Scholar. Researcher. Writer.
One of my favorite quotes from author and scholar Zora Neale Hurston is, "research is formalized curiosity". I have always been curious. In elementary and middle grades, I was awarded most curious or most likely to ask questions (admittedly, not all of my teachers liked or encouraged this behavior). My parents loved that I asked questions. They always had answers. However, the answer was often, "Why don't you go look that one up?" My parents taught me how to formalize my curiosity - to look it up.
I am a Black womanist rhetorician, digital humanist, and cultural strategist. I hold space where recovery meets resistance—where archival silences are opened and Black futures are charted, not merely imagined. As a Professor of Communication and the founding Director of the Center for Africana Futures at Texas Southern University, I design and sustain work that centers Black intellectual traditions, insists on public accountability, and harnesses the power of narrative to name and transform.
My scholarly labor is rooted in the deep conviction that Black stories matter—how we tell them, who gets to hold them, and what they make possible. In 2025, I served as Consulting Producer for The Inquisitor, a bold, genre-bending documentary about Congresswoman Barbara Jordan that premiered at the Tribeca Film Festival. The Inquisitor wrestles with the boundaries of truth, myth, and memory in telling the story of a woman who carried both the weight and the wonder of democratic possibility. It was a pleasure to contribute to director Angela Tucker's vision of Jordan's rhetoric, archives, and political theology, which were treated with analytical rigor and cultural care.
My recent writing continues these themes. In 2025, I published “Black Parade: Marching Toward a Future of Resistance and Renewal in Texas Education” in Communication and Democracy—a reflection on curriculum wars, the surveillance of Black thought, and what it means to teach toward freedom. As a Co-PI on the Mellon-funded Digital Ethnic Futures Consortium (DEFCon), I build infrastructures for digital ethnic studies that are led by us, built for us, and never forget us.
I've spent my academic life curating digital archives, fostering media literacy across HBCUs, mentoring scholars of color, and posing difficult questions about what is recovered, what is erased, and who gets to speak. My digital recovery work ranges from White Violence, Black Resistance to the Prairie View Women's Oral History Project, and I bring that same ethos to my YouTube channel, “Enjoy the Bounty of Planning with Dr. Toniesha Taylor."

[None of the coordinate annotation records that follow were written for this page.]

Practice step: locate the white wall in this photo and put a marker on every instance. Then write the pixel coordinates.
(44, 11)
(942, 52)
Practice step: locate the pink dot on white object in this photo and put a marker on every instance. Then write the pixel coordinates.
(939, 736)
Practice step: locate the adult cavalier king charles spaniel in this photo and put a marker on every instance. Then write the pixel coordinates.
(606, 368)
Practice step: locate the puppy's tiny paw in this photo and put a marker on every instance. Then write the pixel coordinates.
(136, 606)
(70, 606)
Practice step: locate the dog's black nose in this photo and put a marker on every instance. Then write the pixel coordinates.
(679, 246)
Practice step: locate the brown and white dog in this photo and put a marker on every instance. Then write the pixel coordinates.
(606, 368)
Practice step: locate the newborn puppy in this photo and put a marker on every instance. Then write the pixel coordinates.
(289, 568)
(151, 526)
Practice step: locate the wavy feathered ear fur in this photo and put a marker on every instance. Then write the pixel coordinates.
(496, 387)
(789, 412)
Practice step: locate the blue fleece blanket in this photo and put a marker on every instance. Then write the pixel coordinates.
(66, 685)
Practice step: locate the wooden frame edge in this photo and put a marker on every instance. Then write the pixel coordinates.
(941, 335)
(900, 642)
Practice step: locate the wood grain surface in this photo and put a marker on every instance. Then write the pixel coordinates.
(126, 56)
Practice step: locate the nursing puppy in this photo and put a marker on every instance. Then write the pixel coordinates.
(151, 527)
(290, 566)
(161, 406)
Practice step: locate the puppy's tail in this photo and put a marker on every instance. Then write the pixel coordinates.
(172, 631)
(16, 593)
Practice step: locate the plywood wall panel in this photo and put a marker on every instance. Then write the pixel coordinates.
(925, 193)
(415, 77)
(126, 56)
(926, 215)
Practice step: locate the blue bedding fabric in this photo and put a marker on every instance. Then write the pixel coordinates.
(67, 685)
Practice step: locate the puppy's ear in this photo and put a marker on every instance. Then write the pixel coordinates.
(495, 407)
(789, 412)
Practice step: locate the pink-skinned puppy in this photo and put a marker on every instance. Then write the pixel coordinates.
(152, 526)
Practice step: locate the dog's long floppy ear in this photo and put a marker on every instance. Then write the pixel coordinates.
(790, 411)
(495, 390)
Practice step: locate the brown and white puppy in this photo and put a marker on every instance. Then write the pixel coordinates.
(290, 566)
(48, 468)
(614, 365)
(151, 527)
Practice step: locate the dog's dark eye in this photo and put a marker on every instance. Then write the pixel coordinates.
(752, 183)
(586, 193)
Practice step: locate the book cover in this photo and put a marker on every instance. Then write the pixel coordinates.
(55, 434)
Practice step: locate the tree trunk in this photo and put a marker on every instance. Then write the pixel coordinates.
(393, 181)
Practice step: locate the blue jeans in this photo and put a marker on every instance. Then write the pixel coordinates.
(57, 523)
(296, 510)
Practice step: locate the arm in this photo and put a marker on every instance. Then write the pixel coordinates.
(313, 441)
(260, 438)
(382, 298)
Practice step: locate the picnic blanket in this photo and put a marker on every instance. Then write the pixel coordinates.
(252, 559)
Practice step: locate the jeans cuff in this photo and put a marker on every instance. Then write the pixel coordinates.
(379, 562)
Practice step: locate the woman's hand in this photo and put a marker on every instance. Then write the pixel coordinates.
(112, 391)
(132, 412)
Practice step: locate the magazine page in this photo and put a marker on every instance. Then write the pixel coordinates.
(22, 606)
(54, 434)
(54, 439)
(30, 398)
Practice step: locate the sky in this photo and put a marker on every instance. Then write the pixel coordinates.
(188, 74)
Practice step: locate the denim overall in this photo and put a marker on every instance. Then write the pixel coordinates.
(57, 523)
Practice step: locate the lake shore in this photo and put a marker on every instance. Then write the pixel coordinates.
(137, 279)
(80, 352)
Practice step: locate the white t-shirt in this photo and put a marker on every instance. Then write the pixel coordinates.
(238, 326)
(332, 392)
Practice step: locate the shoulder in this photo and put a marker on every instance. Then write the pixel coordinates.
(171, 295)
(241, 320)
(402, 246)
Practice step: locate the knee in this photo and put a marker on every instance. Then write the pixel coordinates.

The channel is a space of intellectual nourishment—a place to reframe strategic planning as a Black cultural practice and talk freely about higher education, digital futures, narrative control, and Black life in all its complexity.
I also collaborate nationally as an affiliate of the Center for Critical Race and Digital Studies at NYU. I work alongside scholars committed to dismantling structural erasures in tech, media, and pedagogy. As a National Teaching Partner with the Colored Conventions Project, I educate and collaborate with those who recognize that Black organizing, literacy, and recovery work are not optional but foundational.
Within the discipline, I serve as the Book Review Editor for the Quarterly Journal of Speech, where I help foster critical conversations that shape rhetorical study. I remain active in the National Communication Association and have been a longtime member of the Western States Communication Association. I bring that same commitment to community through my lifelong affiliations with Alpha Kappa Alpha Sorority, Incorporated, and the California State University, San Marcos Alumni Association.
I write. I teach. I produce. I build. And I do it all with a deep commitment to Black communities, to womanist epistemologies, and to the power of language as a tool of both survival and speculation.